AFTER walking the wall in the West Bank, becoming Guinness World Record holder for political protests, and chasing arms dealers around the country, one of Britain’s most acclaimed comics and influential activists, Mark Thomas, turns his attention to matters closer to home with a show about his father in his latest award-winning, critically acclaimed show.

First commissioned by London’s prestigious Royal Opera House, Bravo Figaro is the true tale of Mark’s father, a self-employed builder with a passion for opera, his degenerative illness, progressive supranuclear palsy, and Mark’s attempt to put an opera on in a bungalow in Bournemouth. It is about love, death, fathers and sons, and the search for peace in an imperfect world, with a few gags thrown in for luck.
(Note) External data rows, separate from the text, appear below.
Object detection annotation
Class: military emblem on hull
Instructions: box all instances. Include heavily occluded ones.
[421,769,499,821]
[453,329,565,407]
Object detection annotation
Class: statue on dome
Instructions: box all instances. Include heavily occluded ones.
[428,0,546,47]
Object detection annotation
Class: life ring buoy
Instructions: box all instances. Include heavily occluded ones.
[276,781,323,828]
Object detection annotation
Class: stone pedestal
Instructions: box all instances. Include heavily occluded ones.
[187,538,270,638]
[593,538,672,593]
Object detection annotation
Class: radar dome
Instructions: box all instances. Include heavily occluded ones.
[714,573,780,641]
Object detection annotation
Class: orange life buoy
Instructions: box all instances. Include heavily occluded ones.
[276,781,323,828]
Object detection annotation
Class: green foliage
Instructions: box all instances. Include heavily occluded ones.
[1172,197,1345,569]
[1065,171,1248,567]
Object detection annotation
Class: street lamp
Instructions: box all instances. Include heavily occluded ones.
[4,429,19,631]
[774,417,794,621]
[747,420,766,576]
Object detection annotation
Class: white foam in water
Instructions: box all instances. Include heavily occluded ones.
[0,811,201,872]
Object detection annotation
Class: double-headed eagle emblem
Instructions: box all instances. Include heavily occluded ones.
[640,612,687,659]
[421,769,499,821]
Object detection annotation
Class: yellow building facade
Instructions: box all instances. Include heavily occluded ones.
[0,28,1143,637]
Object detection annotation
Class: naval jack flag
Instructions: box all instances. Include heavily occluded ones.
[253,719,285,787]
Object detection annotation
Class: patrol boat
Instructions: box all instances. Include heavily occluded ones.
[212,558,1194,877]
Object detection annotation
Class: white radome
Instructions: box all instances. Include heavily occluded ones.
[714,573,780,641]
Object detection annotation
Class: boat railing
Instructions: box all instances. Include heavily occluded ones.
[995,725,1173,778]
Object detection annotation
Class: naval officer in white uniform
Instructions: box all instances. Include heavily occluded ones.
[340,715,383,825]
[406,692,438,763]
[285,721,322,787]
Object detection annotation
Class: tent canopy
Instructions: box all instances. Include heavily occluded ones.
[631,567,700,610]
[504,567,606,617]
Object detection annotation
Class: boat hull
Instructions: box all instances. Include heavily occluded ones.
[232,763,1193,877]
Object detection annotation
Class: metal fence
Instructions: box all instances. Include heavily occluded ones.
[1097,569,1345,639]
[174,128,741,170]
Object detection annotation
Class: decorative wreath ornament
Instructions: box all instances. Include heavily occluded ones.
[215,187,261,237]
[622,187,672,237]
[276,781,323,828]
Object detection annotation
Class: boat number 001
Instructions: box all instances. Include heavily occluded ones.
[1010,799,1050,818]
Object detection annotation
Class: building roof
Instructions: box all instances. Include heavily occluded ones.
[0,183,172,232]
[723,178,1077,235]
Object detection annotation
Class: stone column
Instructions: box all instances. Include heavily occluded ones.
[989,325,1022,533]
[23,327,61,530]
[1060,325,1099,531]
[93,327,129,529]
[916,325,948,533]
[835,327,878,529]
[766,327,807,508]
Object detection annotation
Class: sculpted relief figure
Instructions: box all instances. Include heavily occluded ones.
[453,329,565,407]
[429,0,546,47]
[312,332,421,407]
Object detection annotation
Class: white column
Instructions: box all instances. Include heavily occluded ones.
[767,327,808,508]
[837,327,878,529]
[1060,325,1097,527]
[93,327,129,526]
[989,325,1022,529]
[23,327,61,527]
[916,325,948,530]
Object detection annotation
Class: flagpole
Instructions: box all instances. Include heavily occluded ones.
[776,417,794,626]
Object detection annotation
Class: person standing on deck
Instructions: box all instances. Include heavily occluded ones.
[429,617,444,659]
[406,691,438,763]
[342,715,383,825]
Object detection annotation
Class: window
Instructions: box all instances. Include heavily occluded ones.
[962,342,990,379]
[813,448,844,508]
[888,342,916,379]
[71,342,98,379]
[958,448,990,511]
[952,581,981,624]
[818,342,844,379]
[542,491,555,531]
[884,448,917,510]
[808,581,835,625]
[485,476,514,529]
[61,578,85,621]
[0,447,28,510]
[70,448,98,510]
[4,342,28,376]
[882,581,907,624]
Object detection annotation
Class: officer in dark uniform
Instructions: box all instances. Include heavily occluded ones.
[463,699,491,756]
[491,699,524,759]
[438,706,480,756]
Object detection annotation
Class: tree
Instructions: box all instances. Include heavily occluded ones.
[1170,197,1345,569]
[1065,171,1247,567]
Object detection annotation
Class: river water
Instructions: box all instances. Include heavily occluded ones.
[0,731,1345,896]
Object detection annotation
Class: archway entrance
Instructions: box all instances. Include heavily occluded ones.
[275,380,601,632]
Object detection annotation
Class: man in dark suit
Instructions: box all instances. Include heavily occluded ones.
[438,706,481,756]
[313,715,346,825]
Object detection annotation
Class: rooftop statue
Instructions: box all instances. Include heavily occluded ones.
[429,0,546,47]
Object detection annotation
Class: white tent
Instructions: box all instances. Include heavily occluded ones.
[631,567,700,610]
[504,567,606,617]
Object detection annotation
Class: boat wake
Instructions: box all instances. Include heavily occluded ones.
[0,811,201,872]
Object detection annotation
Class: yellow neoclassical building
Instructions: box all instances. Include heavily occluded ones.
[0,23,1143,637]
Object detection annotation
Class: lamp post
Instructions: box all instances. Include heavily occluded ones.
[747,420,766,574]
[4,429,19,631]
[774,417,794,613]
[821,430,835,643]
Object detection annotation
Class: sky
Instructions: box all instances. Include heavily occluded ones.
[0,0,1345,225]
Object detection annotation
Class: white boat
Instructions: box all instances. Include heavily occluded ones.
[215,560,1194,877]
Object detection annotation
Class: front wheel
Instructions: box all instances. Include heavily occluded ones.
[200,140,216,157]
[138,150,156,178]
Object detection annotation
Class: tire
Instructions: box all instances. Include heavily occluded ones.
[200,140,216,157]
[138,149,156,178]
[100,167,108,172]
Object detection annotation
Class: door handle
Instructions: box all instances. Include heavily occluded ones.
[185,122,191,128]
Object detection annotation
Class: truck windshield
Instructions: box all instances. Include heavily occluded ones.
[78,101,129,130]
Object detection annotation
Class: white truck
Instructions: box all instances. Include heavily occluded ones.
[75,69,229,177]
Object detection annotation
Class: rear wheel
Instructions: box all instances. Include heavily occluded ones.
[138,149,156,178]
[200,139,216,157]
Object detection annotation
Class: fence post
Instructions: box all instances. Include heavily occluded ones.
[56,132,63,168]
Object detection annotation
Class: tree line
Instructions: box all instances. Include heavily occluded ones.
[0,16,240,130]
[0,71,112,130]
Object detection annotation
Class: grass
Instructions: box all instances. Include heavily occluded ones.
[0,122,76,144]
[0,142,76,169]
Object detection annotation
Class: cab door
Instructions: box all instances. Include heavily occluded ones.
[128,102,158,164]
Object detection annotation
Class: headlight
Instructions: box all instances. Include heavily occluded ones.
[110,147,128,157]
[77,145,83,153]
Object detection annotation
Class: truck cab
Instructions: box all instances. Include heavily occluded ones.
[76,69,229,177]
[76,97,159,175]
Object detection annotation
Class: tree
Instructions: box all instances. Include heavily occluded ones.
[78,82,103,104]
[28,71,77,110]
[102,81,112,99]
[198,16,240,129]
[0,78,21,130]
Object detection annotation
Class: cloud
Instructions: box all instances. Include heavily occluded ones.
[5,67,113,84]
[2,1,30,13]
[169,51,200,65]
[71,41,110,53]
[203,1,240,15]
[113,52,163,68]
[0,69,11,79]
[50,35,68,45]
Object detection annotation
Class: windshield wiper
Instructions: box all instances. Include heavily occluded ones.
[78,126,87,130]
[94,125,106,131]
With six series on Channel 4, numerous awards, several television documentaries, three books, a Guinness World Record, sell-out tours, a published manifesto, a series on Radio 4, writing for various publications, producing charity benefits, a Medal of Honour, secretly filming torturers, stinging arms dealers, battling multinational corporations, exposing abuses of civil liberties and corporate skulduggery, and succeeding in changing some laws, these are just a few of the things that have kept him mildly busy over the last few years.

January 31 - February 2, Bristol Tobacco Factory; Saturday, February 16, Oxford's North Wall; Tuesday, February 19. Swindon's Arts Centre and Wednesday, February 20 Chipping Norton's Art Centre.